私は寂しい。部屋でテレビを見ているとき寂しい。友人と談笑しているとき寂しい。壁を見ると寂しい。勝ち得たとき寂しい。目覚めたとき寂しい。寂しいときは…寂しくないかもしれない。

私はなぜこうも寂しいのか。その寂しさは私の存在の奥底に流れる脈である。寂しさとはどこまでとっても私の問題である。世界のすべての人が私に微笑んでも、より一層寂しいだけ、寂しい、寂しい。寂しさは他でもない私が引き受ける私の必然である。

寂しいならばと仲間を作ればよいわけではない。そのような慰めは、より根本の、むき出しの寂しさに触れることになるだけだ。そこには私は私である以上、私からはみ出した何物にもなることができないという気味の悪い当然がある。勿論、仲間がいても私は私以上になれない。

私が腰を落としすぅと息を吸い世界の中に沈んでいくと、生きとし生けるすべての存在を感じられる。それは至福であるにも関わらず、やはり私には寂しいのだ。この意識なるものはなぜ私にだけ付き纏ってくるのか。世のすべては存在のみを懸命に生きているように見える、しかし私だけは意識に囚われてしまう。だから私は坐禅を組み、再び世界に抱かれようとするのだが、意識というものがなくなったわけではなかったと気づく。
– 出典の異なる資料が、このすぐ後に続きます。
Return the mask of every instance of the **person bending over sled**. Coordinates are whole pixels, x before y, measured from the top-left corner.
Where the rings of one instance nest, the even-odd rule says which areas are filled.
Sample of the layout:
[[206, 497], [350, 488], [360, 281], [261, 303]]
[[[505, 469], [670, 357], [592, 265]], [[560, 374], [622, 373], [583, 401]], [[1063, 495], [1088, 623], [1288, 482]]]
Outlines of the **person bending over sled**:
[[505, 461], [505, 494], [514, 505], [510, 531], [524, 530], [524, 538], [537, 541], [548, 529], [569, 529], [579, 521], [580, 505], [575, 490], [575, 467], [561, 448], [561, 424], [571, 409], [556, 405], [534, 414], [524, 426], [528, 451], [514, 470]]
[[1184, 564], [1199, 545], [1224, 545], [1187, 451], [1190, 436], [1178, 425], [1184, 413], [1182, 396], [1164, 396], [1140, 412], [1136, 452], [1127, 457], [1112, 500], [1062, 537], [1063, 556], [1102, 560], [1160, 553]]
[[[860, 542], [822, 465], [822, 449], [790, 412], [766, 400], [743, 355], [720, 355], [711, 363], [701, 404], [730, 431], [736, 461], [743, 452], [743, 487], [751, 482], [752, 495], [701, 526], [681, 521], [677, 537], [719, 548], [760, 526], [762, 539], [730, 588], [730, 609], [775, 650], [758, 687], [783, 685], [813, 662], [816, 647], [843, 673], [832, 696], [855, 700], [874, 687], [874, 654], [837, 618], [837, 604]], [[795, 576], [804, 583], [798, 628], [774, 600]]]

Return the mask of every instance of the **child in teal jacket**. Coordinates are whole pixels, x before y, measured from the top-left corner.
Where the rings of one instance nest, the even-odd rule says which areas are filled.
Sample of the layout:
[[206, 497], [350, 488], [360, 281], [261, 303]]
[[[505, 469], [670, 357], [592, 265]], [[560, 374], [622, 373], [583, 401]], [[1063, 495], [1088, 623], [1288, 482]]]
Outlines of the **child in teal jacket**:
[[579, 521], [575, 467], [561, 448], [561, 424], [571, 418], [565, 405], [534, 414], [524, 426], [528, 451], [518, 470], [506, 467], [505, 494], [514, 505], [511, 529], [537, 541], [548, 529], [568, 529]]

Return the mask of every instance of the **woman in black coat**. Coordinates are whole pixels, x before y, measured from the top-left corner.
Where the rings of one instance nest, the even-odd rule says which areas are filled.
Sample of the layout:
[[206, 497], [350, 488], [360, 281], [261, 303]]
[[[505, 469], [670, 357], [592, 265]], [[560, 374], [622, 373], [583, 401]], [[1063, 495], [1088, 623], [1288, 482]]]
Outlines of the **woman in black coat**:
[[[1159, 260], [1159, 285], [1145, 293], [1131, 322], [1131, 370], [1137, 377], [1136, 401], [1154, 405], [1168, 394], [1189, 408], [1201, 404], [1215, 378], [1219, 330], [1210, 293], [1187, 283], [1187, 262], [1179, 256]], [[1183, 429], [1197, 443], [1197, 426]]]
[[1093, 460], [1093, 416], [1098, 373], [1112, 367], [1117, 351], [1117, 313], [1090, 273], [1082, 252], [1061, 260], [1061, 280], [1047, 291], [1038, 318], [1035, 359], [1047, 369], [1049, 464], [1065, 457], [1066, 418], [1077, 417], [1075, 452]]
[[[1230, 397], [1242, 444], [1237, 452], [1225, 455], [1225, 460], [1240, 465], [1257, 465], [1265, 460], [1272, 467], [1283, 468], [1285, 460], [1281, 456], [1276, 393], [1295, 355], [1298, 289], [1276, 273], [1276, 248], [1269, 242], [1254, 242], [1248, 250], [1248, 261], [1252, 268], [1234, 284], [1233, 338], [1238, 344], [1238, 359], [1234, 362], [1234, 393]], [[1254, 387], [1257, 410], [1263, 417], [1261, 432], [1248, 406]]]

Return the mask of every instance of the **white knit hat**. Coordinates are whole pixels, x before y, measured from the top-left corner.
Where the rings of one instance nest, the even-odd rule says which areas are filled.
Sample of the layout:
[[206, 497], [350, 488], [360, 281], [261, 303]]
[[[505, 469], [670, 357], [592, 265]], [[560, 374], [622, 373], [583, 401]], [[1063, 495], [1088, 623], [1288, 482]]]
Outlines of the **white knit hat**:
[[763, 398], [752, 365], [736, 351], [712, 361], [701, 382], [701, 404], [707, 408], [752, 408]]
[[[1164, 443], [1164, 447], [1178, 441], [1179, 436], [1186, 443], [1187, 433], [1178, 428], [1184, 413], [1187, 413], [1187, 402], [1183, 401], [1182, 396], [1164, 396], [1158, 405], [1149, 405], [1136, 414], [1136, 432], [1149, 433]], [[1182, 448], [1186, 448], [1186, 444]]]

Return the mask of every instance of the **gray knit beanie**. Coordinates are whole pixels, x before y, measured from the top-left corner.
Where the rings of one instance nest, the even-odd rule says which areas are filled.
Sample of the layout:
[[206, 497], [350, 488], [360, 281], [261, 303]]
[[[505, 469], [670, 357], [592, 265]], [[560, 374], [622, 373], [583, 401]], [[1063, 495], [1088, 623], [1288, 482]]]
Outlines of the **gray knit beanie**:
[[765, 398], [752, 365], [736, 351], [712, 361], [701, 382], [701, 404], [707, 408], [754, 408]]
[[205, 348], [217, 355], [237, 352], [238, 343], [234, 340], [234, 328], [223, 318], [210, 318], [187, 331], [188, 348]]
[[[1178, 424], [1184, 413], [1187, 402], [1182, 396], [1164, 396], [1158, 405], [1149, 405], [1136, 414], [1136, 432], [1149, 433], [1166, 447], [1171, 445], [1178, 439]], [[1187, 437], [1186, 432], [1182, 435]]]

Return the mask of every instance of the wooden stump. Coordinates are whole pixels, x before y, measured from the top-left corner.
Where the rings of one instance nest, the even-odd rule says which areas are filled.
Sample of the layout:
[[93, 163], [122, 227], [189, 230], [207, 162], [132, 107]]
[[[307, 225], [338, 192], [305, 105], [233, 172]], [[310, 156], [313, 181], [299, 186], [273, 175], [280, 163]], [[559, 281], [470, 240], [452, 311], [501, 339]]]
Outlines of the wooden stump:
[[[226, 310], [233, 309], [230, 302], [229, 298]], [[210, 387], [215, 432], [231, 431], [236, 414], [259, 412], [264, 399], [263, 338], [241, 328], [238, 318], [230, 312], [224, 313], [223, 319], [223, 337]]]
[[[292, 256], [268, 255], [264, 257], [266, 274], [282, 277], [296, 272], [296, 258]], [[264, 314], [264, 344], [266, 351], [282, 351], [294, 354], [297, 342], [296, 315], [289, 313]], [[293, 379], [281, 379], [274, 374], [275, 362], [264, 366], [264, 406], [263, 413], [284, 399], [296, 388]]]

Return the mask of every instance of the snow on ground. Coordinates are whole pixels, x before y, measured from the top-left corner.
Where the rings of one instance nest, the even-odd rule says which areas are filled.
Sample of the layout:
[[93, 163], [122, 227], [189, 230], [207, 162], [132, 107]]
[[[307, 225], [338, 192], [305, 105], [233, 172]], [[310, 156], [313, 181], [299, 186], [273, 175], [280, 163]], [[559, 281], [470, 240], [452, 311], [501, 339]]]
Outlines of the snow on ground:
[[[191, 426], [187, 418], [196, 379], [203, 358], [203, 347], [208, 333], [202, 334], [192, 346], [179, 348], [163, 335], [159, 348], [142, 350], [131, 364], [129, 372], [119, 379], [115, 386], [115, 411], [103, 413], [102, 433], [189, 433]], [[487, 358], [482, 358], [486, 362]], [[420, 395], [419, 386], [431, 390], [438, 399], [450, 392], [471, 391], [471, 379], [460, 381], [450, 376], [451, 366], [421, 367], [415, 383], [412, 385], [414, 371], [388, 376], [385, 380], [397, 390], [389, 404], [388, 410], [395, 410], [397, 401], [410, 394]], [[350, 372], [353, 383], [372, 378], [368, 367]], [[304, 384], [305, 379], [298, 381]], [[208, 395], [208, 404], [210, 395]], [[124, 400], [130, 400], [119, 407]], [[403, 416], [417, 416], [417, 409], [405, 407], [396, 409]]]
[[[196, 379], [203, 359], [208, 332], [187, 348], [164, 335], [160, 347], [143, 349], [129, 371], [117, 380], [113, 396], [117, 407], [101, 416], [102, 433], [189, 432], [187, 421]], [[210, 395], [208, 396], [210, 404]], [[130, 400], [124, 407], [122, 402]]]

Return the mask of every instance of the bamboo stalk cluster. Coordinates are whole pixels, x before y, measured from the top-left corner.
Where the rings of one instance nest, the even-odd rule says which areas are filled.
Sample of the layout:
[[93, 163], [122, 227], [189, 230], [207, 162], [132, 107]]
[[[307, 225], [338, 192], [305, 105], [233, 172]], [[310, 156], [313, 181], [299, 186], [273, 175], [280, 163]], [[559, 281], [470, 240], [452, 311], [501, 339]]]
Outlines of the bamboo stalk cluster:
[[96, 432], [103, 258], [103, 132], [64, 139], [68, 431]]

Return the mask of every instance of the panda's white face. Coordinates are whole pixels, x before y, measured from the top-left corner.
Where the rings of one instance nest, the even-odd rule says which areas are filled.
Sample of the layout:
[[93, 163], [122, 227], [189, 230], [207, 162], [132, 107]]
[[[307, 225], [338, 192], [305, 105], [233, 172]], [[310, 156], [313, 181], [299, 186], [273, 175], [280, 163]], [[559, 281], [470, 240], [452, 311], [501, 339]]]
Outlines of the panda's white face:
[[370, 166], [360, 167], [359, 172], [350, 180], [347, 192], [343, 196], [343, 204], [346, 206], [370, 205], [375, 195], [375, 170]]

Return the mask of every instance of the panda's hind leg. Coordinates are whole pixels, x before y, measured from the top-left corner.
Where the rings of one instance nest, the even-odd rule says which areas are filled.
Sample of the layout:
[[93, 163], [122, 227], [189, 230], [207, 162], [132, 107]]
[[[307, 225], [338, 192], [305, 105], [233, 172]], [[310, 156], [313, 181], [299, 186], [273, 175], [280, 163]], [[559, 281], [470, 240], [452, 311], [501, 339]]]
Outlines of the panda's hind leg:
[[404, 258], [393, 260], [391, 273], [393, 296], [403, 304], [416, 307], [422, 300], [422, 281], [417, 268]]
つまり問題はこうである。瞑想状態になれば、すべての命と私は、同じ存在になったように感じられる。即ち、表象はあるが意識がないとも言うべき状態、換言すれば意識という私にしかない特異点がなくなったように思える。
しかし純粋な瞑想状態で生活を営むことはできない。するとやはり私は私であることに気づき、寂しい。

どちらが本当の世界だろうか?瞑想の私と、生活の私。生活の私が本当なのならば、私は寂しい。瞑想の私が本当なのならば、生活の私が生きていることに意味はあるのか?死に抱かれて、世界と共に生を生きるべきではないのか?